La parafernalia conmemorativa del 10º aniversario de la demolición programada de las torres gemelas en el Trade World Center (TWC) de Nueva York, incluye las lamentaciones de un Jeremías sui generis angloparlante, protestante y viciosamente capitalista. Sus lágrimas son aderezadas con gruñidos dedicados a demostrar al enemigo que están de pié, que no se retiran y que su destino es triunfar contra los fantasmas de la realidad deforme de la vigencia del modelo económico y de relaciones políticas que ha puesto en vilo la seguridad mundial.


Desde la visión patriotera estadounidense, el mundo es el escenario de guerra en donde se debaten las fuerzas del mal contra el bien. Las primeras son cada una de las particularidades que hacen distinguible la pertenencia a las diferentes razas, ideologías, culturas y cualidades distintivas de los pueblos de la Tierra, real o potencialmente hostiles a las invasiones o intervenciones militares o políticas de Estados Unidos. Lo segundo queda representado única y exclusivamente como los valores y principios, las acciones y los planes de EEUU declarados por su gobierno.

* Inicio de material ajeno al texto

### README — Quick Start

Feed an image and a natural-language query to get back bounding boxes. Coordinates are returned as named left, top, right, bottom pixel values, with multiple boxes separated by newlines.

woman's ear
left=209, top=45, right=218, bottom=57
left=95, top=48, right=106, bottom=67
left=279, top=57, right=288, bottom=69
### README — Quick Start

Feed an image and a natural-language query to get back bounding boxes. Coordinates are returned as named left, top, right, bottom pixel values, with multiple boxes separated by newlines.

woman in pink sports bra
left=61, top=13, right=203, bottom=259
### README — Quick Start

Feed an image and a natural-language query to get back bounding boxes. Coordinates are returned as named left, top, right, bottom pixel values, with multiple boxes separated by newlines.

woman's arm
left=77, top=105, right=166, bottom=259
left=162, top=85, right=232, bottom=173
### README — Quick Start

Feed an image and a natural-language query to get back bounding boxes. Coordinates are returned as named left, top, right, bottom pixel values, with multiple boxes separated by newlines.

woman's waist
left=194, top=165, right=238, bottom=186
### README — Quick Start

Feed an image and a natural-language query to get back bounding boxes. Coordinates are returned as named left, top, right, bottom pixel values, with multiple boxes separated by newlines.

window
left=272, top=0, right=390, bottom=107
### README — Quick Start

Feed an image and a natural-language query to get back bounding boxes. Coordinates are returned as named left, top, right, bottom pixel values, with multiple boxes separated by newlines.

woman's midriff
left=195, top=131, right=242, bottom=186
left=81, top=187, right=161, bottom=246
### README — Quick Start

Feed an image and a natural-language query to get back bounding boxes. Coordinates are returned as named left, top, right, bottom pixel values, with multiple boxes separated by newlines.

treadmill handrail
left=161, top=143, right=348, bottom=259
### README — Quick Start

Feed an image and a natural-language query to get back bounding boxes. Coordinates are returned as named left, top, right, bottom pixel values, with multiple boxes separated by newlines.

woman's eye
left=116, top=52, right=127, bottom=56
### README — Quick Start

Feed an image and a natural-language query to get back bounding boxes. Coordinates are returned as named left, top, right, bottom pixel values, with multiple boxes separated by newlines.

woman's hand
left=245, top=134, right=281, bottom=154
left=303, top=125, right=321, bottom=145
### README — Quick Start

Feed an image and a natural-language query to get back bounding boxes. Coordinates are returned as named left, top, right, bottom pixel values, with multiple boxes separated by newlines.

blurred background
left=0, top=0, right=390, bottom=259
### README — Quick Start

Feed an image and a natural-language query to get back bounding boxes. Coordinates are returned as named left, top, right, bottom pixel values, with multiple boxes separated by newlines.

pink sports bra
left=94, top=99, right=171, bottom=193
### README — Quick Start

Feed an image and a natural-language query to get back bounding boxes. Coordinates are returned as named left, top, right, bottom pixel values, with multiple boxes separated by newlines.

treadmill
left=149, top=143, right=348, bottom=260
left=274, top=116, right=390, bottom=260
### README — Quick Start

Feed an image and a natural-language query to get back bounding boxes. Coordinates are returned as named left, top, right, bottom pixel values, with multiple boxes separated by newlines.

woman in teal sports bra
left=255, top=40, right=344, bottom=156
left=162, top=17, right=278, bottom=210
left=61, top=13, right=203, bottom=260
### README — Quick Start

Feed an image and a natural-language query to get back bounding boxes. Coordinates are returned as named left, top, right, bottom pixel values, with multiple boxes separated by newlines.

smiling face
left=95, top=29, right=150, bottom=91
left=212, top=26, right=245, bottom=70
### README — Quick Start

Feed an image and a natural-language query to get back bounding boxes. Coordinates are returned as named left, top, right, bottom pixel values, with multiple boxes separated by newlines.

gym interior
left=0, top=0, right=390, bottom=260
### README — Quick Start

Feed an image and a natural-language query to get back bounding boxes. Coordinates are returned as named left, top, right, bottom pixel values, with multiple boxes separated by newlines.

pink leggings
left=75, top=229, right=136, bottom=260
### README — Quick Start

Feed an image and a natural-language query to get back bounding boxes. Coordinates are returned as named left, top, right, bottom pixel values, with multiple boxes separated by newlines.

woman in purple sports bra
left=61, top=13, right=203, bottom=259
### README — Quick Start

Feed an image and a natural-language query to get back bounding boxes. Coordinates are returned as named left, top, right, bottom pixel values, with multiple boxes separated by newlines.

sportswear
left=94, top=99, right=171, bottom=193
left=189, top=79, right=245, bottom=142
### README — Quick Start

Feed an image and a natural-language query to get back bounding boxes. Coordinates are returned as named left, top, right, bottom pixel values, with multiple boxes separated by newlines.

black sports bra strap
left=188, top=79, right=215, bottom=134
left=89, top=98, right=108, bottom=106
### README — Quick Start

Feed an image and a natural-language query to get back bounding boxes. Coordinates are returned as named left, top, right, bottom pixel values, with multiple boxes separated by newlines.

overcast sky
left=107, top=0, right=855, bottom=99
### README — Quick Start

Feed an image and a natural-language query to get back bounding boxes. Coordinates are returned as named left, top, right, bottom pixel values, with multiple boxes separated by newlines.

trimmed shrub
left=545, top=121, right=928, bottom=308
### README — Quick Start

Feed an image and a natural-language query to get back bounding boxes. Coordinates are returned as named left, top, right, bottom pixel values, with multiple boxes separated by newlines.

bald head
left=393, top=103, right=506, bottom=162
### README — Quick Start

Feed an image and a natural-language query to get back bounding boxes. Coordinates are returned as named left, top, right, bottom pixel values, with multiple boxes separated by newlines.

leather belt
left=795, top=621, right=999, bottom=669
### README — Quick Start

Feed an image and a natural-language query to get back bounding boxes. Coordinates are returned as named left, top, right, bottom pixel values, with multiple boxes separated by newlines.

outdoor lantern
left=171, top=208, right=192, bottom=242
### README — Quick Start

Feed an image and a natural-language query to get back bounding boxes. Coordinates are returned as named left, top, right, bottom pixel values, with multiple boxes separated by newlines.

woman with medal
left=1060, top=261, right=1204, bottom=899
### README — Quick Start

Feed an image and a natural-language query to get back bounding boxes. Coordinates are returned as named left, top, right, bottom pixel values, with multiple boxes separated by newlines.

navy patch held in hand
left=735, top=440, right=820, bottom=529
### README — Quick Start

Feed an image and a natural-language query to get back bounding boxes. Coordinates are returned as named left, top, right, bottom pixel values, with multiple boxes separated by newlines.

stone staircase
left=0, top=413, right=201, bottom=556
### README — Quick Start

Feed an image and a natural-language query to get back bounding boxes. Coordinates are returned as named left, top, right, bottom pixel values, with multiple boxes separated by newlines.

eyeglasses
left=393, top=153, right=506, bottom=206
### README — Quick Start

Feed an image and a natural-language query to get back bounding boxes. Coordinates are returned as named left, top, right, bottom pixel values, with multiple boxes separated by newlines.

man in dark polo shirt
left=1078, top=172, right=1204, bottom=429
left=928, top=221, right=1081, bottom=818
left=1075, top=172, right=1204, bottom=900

Lo anterior denota que las políticas establecidas por el gobierno se constituyen sustitutas de la historia y los compromisos civiles y políticos que tradicionalmente han sido considerados como patrimonio político del pueblo estadounidense. El discurso de la defensa de la libertad y la democracia, adquiere matices que le dan calidad instrumental cuando se agrede a otros pueblos por la simple y sencilla razón de que poseen recursos petroleros en abundancia que son “estratégicos” para EEUU. La voluntad del grupo gobernante suple la del pueblo que manipula, desinforma y confunde, lanzándolo a una guerra sin justificación moral.

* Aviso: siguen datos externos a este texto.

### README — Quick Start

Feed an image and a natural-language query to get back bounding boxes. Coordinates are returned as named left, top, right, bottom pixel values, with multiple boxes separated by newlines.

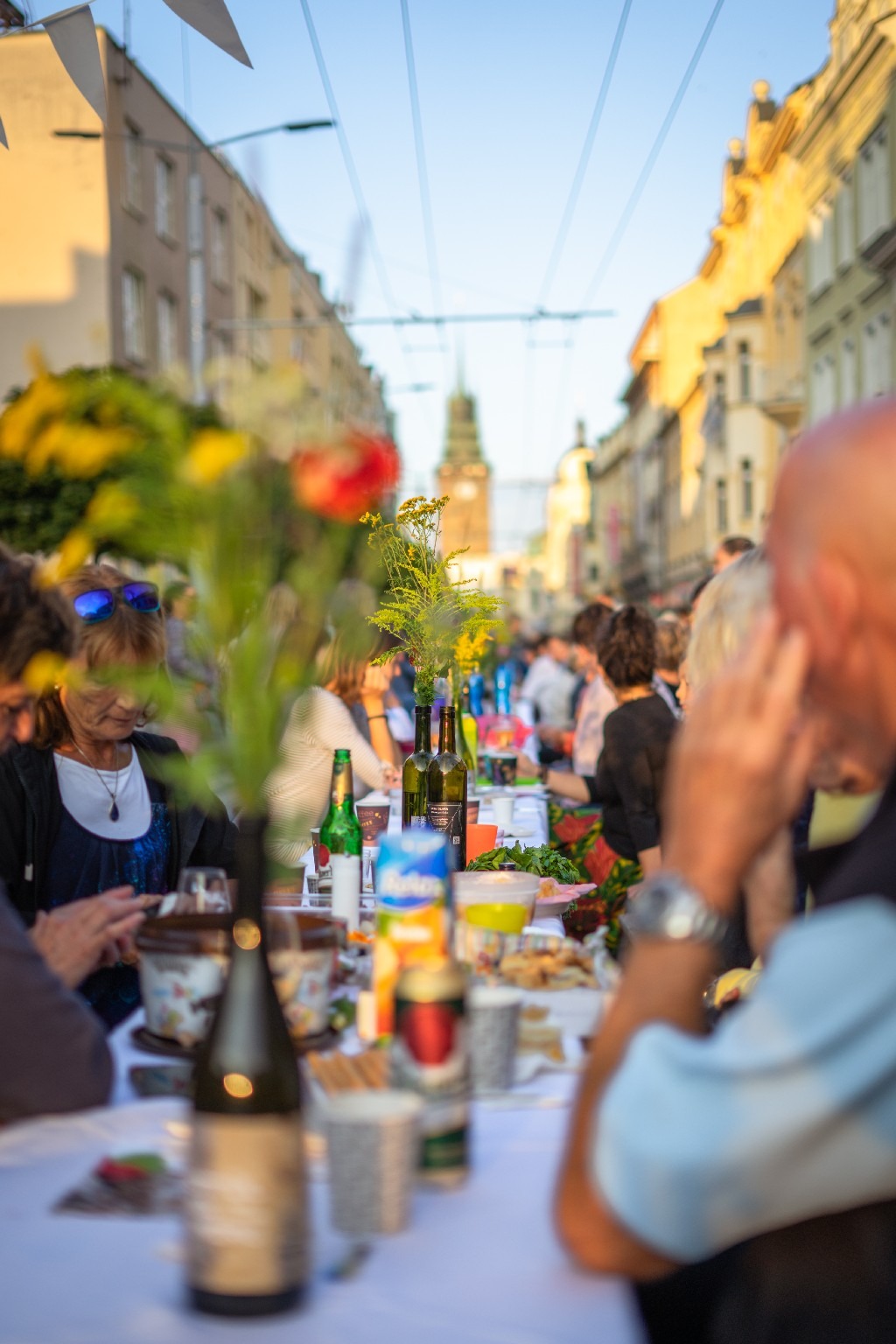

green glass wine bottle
left=426, top=704, right=467, bottom=872
left=321, top=747, right=361, bottom=863
left=402, top=704, right=432, bottom=830
left=186, top=818, right=309, bottom=1316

Los militares estadounidenses son, en última instancia, víctimas de la barbarie institucional que defienden con sus vidas. Son marionetas dirigidas a distancia que trabajan para engordar las finanzas de los empresarios petroleros y los contratistas de la industria militar, de seguridad, transporte, telecomunicaciones, logística. Abren las rutas por donde habrán de circular los productos especializados que solamente en caso de guerra son demandados, imponen la hegemonía del mercado sobre los principios de la política y la institución militar como defensora de la patria se transforma en el brazo armado de los grandes consorcios industriales y comerciales.

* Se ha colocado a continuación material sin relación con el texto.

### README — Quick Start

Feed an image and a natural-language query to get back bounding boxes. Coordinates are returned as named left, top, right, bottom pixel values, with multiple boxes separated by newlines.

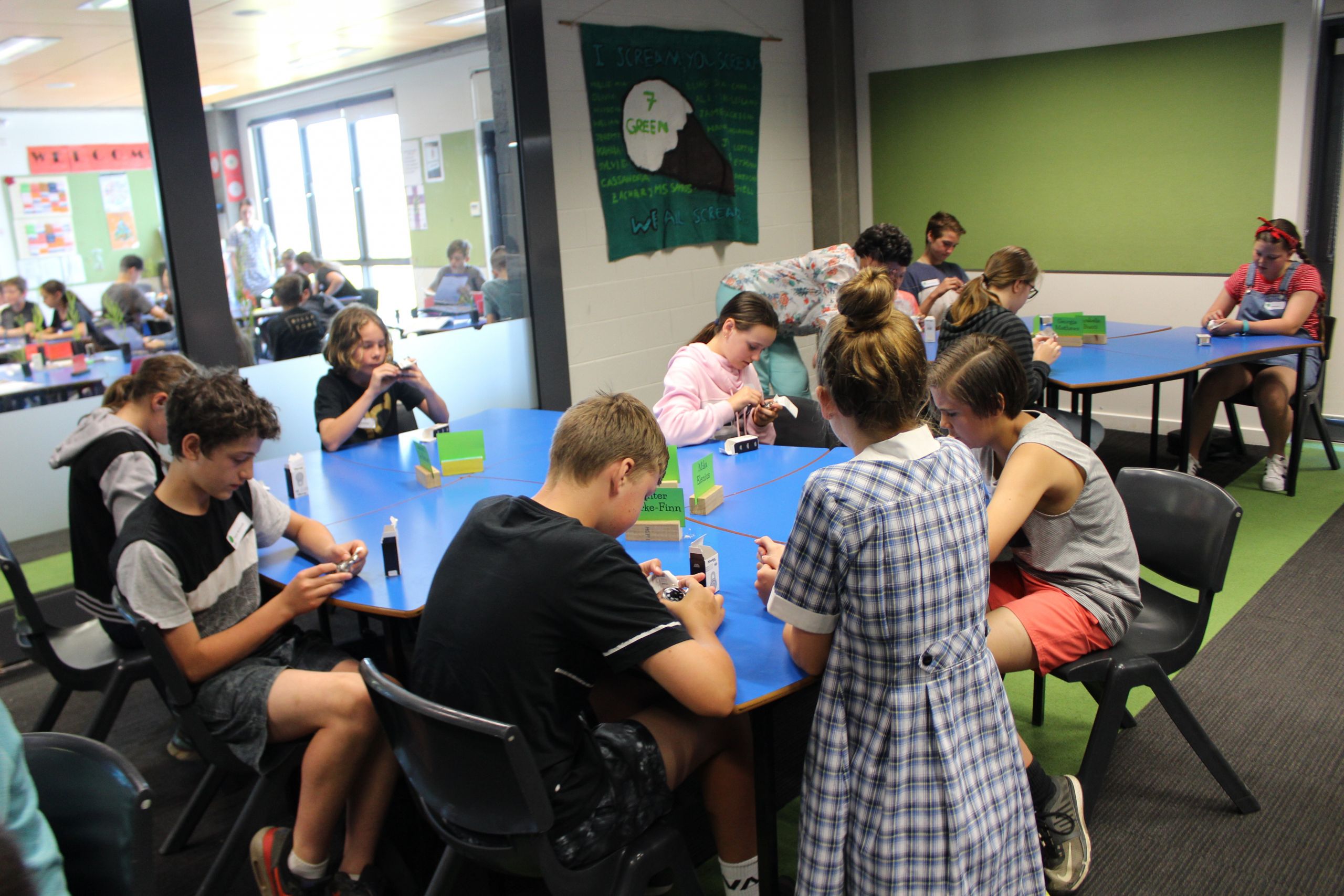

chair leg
left=1083, top=681, right=1138, bottom=728
left=1145, top=666, right=1259, bottom=814
left=425, top=844, right=473, bottom=896
left=159, top=766, right=225, bottom=856
left=85, top=669, right=134, bottom=740
left=1031, top=672, right=1046, bottom=728
left=32, top=684, right=72, bottom=731
left=1223, top=402, right=1246, bottom=456
left=1312, top=402, right=1340, bottom=470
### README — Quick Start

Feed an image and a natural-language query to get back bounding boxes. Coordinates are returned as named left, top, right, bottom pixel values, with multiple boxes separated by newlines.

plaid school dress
left=769, top=427, right=1043, bottom=896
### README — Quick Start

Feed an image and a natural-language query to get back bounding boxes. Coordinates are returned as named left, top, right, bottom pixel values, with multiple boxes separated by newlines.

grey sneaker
left=1261, top=454, right=1287, bottom=492
left=1036, top=775, right=1091, bottom=896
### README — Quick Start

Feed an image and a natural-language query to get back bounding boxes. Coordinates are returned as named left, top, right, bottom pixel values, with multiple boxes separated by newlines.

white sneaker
left=1261, top=454, right=1287, bottom=492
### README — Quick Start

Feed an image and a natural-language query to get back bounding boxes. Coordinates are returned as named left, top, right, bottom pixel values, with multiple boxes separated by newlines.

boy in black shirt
left=111, top=371, right=396, bottom=896
left=411, top=394, right=758, bottom=892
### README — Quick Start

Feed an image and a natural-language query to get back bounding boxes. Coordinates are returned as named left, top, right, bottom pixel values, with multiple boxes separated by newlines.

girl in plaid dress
left=757, top=271, right=1043, bottom=896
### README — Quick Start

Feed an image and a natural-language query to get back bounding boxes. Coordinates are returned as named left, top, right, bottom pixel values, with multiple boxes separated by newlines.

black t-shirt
left=313, top=371, right=425, bottom=447
left=316, top=267, right=359, bottom=298
left=261, top=308, right=327, bottom=361
left=403, top=497, right=691, bottom=830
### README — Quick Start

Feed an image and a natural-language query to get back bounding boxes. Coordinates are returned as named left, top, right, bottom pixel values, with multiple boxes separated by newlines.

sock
left=286, top=849, right=327, bottom=880
left=719, top=856, right=761, bottom=894
left=1027, top=756, right=1055, bottom=815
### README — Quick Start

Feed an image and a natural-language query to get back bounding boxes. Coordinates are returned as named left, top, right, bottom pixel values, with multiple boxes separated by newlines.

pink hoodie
left=653, top=343, right=774, bottom=447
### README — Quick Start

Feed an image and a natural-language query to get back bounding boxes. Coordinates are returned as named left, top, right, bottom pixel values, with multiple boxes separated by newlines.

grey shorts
left=196, top=629, right=351, bottom=768
left=551, top=719, right=672, bottom=868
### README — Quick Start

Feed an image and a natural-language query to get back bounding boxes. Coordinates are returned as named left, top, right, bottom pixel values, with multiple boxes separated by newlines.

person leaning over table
left=1186, top=218, right=1325, bottom=492
left=713, top=224, right=914, bottom=395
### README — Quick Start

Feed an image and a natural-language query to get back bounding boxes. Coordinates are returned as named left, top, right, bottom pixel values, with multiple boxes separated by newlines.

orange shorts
left=989, top=562, right=1110, bottom=676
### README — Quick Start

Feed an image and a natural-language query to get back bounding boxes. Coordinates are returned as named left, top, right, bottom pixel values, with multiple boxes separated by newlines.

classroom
left=0, top=0, right=1344, bottom=896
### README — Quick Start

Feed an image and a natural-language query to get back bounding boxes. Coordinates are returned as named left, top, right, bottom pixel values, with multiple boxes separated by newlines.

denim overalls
left=1238, top=262, right=1321, bottom=388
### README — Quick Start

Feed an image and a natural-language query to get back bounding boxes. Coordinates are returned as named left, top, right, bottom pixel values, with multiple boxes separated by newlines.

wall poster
left=579, top=24, right=761, bottom=260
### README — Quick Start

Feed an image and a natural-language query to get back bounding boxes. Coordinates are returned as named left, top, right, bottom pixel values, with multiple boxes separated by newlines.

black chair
left=359, top=660, right=701, bottom=896
left=0, top=532, right=153, bottom=740
left=23, top=732, right=154, bottom=896
left=113, top=594, right=308, bottom=896
left=1031, top=468, right=1259, bottom=813
left=1223, top=314, right=1340, bottom=488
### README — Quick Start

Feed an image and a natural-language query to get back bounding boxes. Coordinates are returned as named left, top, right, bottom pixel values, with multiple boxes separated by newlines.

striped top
left=1005, top=414, right=1142, bottom=644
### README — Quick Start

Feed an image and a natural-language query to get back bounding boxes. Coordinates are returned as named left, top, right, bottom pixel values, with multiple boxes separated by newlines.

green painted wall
left=869, top=24, right=1279, bottom=273
left=411, top=130, right=490, bottom=271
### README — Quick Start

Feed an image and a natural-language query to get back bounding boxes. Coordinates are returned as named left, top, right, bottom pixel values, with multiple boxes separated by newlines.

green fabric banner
left=579, top=24, right=761, bottom=260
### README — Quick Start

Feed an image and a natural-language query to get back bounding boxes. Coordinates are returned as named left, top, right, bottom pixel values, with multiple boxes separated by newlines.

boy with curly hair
left=111, top=371, right=396, bottom=896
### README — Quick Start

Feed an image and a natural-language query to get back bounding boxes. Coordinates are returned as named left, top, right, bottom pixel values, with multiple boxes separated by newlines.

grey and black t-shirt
left=111, top=480, right=289, bottom=646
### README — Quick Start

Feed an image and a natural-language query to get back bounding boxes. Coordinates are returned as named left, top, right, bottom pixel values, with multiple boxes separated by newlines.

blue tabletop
left=255, top=410, right=817, bottom=709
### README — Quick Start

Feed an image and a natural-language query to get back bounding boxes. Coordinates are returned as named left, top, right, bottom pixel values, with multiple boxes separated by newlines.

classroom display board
left=579, top=23, right=761, bottom=262
left=868, top=24, right=1279, bottom=274
left=402, top=130, right=494, bottom=271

Por otra parte, la guerra permite la destrucción de activos, de fuerzas productivas que serán sustituidas por el país invasor. Los edificios destruidos, las fábricas paralizadas e inutilizadas, las vías de comunicación pulverizadas, la población mermada y aterrorizada, permiten la reconstrucción del país agredido con la resultante bonanza del país agresor, ahora proveedor de bienes y servicios y administrador de la economía y la política locales. La guerra “preventiva” y la invasión no reportan beneficios a la democracia y las libertades, sino a la imposición de dinámicas económicas y culturales que destruyen la identidad del pueblo invadido y lo reducen a simple apéndice económico del neocolonialismo occidental.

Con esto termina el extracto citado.